Some limitations should be acknowledged in this study. First, the design of our study was retrospective. Future prospective studies are necessary to consolidate our results. Second, we did not assess the relationship between the BMDCNN and fracture risk. Third, because contrast materials alter the CT number of the bone marrow as well as other abdominal tissues, our model, which was established by using unenhanced abdominal CT images as input data, cannot be applied to contrast-enhanced CT images. Fourth, although we used a single type of DXA machine, BMD measurements with DXA are not free from a reproducibility problem, which was reported to be instrument-related [28] or to be introduced by operators’ and subjects’ variability [29]. Fifth, our model cannot detect osteoporotic fracture on CT images. Whether osteoporotic fracture can be detected automatically with CNN on CT images or not needs to be assessed in future studies. Sixth, our result cannot be applied to patients with compression fracture because we excluded them from this study. However, it will not affect clinical management of them, because patients with fragility fracture can be diagnosed as osteoporosis without using BMD values [5]. Seventh, BMD values estimated by DXA is not necessarily equal to a true bone density measurement. Also, in identifying elderly who subsequently had a non-vertebral fracture, the sensitivity of DXA-determined osteoporosis was reportedly only 21–44% [30]. However, DXA is recommended by guidelines [3,4,5] and is most widely used to estimate BMD. Finally, our model was found to estimate the BMD of other vertebrae that were not included in the training.

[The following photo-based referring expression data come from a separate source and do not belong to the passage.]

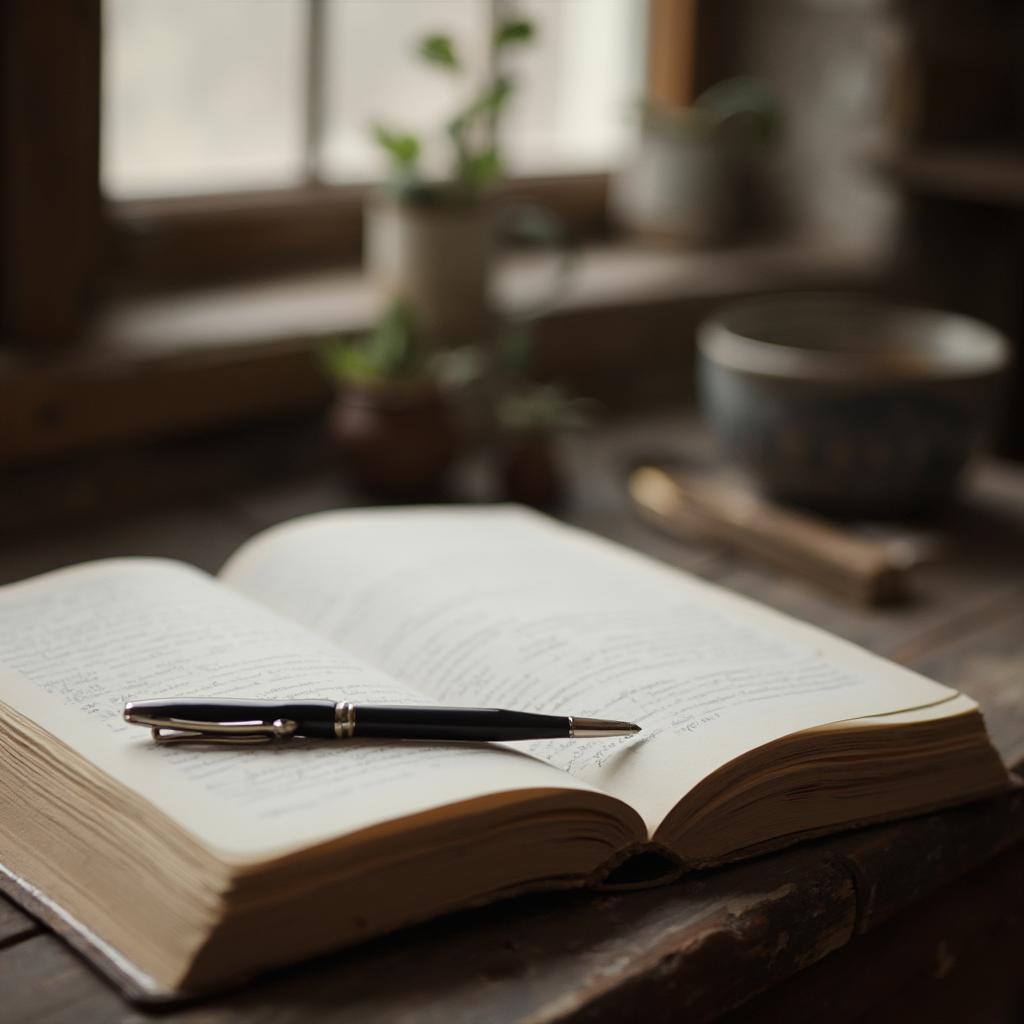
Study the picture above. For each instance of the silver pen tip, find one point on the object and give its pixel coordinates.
(587, 727)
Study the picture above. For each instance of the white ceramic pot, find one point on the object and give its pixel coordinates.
(437, 257)
(679, 185)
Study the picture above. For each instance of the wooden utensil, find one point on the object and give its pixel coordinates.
(867, 570)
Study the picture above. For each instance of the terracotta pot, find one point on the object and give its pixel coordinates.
(530, 472)
(394, 438)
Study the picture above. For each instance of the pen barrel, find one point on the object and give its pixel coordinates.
(312, 718)
(400, 722)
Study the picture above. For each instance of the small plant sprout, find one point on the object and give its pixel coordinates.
(473, 129)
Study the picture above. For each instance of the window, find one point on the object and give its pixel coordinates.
(207, 96)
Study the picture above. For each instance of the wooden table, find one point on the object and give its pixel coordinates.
(920, 918)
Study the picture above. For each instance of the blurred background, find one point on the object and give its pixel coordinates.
(218, 216)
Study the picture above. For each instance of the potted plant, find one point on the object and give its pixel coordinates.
(389, 427)
(530, 418)
(430, 242)
(684, 180)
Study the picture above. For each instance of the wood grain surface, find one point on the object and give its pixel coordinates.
(825, 928)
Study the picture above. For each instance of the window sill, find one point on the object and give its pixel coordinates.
(150, 368)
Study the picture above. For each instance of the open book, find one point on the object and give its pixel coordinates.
(183, 868)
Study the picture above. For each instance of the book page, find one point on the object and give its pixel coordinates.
(505, 607)
(80, 642)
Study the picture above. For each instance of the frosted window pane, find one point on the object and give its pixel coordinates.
(202, 95)
(579, 86)
(374, 74)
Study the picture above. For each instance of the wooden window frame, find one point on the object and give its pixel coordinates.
(72, 265)
(61, 245)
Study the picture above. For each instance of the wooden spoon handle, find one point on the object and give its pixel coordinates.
(858, 567)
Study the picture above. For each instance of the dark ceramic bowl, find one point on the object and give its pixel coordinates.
(848, 404)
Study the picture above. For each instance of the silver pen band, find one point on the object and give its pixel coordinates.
(344, 720)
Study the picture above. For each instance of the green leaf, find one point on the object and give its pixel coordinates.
(518, 31)
(481, 168)
(439, 50)
(391, 351)
(403, 148)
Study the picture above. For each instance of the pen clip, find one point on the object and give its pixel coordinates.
(182, 730)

However, as we did not investigate the correlation of thoracic vertebrae, further investigation will be required to evaluate them.

In conclusion, by applying deep learning with a CNN, the BMD can be estimated from unenhanced abdominal CT images. There would be a possibility that osteoporosis is diagnosed with higher performance by using BMDCNN values than CT values of the lumbar vertebrae; however, future prospective studies including a large number of patients would be required to consolidate this finding.